The pipeline: where the data comes from, how far back it goes, how the snapshot gets built, and where the code lives. Static end-to-end — one derived.json baked at deploy.

00 / Pipeline

The pipeline at a glance

The short version: two upstream sources fused into a single static artifact at build time.

  • 3 sources sumo-api.com (bouts and banzuke), Wikipedia (photos + pre-1958 yokozuna lineage), JSA (photo fallback)
  • 67 years deep Nov 1958 - May 2026, the modern six-basho era
  • 1 artifact one derived.json baked at deploy time, no DB or CMS
01 / Sources

Where the data comes from

sumo-api.com

The primary data source. An unofficial but well-maintained REST API mirroring the Japan Sumo Association's official banzuke and bout records.
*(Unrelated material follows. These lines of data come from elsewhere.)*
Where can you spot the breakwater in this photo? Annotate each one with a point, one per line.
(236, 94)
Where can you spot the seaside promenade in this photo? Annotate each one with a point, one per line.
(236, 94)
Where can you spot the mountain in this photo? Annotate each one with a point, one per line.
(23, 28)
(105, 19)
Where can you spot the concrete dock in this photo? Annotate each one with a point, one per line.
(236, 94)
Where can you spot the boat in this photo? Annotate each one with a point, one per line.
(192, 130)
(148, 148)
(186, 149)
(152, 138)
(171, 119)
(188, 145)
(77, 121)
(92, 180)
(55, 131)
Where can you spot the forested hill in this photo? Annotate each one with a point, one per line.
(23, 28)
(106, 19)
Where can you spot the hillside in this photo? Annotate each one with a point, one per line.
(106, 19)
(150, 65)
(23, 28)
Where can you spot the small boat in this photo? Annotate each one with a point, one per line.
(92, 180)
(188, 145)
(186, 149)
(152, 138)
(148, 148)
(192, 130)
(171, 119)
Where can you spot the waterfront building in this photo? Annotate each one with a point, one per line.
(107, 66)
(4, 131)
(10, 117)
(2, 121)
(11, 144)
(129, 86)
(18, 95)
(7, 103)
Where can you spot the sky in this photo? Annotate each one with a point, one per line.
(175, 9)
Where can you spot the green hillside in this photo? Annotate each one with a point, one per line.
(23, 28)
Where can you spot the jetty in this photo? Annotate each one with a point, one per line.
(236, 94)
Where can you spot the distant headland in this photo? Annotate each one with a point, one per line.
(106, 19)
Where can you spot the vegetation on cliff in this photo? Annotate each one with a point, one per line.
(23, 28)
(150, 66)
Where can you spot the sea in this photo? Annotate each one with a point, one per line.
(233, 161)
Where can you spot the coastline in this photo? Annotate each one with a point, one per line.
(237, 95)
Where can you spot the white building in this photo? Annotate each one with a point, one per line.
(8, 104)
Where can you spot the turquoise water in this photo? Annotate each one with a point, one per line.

GET/api/rikishis?limit=1000&skip=N

Paginated full roster - currently 610 active rikishi across all six divisions. The pipeline pages through until the response is empty, then writes data/raw/rikishis.json.

Sample response
{
  "rikishis": [
    {
      "id": 8854,
      "shikonaEn": "Aonishiki",
      "shikonaJp": "安青錦 新大",
      "currentRank": "Ozeki 1 West",
      "heya": "Ajigawa",
      "shusshin": "Ukraine, Vinnytsia Oblast",
      "height": 182,
      "weight": 141,
      "debut": "202307",
      "birthDate": "2004-03-23T00:00:00Z"
    }
    // ... 620 more rikishi
  ],
  "total": 621
}
GET/api/rikishi/<id>/stats

Career W-L by division, yusho and special-prize (sansho) counts. Fetched for Makuuchi sekitori only - reaches back to each rikishi's professional debut.

Sample response
{
  "id": 8854,
  "totalMatches": 177,
  "totalWins": 135,
  "totalLosses": 42,
  "yusho": 4,
  "basho": 16,
  "sansho": {
    "Gino_sho": 3,
    "Kanto_sho": 2,
    "Shukun_sho": 1
  }
}
GET/api/basho/<YYYYMM>

Tournament metadata: dates, status, and yusho winners per division. Fetched for the last 6 bashos (~1 year window).

Sample response
{
  "bashoId": "202507",
  "startDate": "2025-07-13T00:00:00Z",
  "endDate": "2025-07-27T00:00:00Z",
  "yusho": [
    {
      "division": "Makuuchi",
      "rikishiId": 8854,
      "shikonaEn": "Aonishiki"
    }
    // ... 5 more divisions
  ]
}
GET/api/basho/<YYYYMM>/banzuke/Makuuchi

Full 15-day per-bout records for every Makuuchi rikishi in that basho - rank, side, result, opponent, and kimarite for each match day.

Sample response
{
  "bashoId": "202507",
  "division": "Makuuchi",
  "rikishi": [
    {
      "rikishiId": 19,
      "shikonaEn": "Hoshoryu",
      "rank": "Yokozuna 1 East",
      "records": [
        { "day": 1, "result": "win",  "opponentId": 44,   "kimarite": "sotogake" },
        { "day": 2, "result": "loss", "opponentId": 13,   "kimarite": "yorikiri" },
        { "day": 3, "result": "loss", "opponentId": 8854, "kimarite": "watashikomi" }
        // ... 12 more days
      ]
    }
    // ... 41 more rikishi
  ]
}

Pulls last 6 bashos by default (~1 year window). Re-run npm run data daily during a basho to refresh.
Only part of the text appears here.